В свое время мама получила высшее экономическое образование, но к трудовой деятельности всегда относилась более чем равнодушно. Практически все время, пока воспитывала дочь, нигде не работала: проживала вещи отца. Эмоциональную насыщенность жизни обеспечивали флирт с мужчинами (без секса), конфликты с парализованной матерью, «воспитание» дочери. Семейной жизнью с мужчинами жить не хотела, так как не хотела вести хозяйство – причина многих разрывов. Дома, со слов респондентки, как правило, «жуткий беспорядок», «хаос». Активно посещает различные социально-психологические тренинги, читает популярную психологическую литературу, буквально «охотится» за психологами, причем характерно стремление установить с ними напряженные межличностные контакты, общаться часами. При этом рекомендаций психологов не выполняет.

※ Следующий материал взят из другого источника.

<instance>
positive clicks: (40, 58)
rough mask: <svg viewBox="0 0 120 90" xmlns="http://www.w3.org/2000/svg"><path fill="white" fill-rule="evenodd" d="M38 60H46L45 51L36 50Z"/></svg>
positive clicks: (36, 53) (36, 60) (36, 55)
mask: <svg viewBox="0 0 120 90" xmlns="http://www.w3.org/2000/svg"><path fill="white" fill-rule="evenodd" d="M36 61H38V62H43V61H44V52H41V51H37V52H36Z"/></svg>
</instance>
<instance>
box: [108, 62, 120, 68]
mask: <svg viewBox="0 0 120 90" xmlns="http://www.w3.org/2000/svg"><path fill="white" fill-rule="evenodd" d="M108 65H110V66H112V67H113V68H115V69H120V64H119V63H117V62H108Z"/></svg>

Мне довелось беседовать с дочерью этой женщины. С ее слов, дома жить очень трудно, так как мать постоянно стремится контролировать, и реакции матери при этом совершенно непредсказуемы. Показателен в этом плане такой случай. Утро. Мать и дочь спят в своих комнатах. Мать просыпается. Прислушивается к тому, что делается в комнате дочери. Неожиданно ей приходит на ум, что дочь ночью тайно покинула дом, и ее в комнате нет. Дальше фантазия матери начинает рисовать самые страшные картины того, как дочь проводит время сейчас. Мать «на взводе». Она вскакивает с постели и бросается в комнату дочери – та спокойно спит. Но мать уже не может остановиться: с криками будит ее, начинает ругать за все прошлые, настоящие и будущие ошибки. Представьте себе, каково жить в такой обстановке дочери! По результатам ответов матери по методике предельных смыслов – предельных ценностей представленых на рис. 1, видно, что у нее доминируют ценностные ориентации, связанные с избеганием (уличных связей, венерических заболеваний и т.д.), то есть витальные ценностные ориентации, связанные с биологическими влечениями, проблемой выживания. В дальнейшем дочери пришлось уйти из дома и зарабатывать себе на квартиру в качестве валютной проститутки. Последний раз она звонила мне пьяной, намекала, что если бы мама сейчас привезла к ней того мальчика, с каким ранее хотела ее познакомить, то, может быть, у нее и хватило бы сил изменить свою жизнь (видимо рассчитывала на мое посредничество в этой ситуации). Сексуальная направленность личности матери определила дочернюю.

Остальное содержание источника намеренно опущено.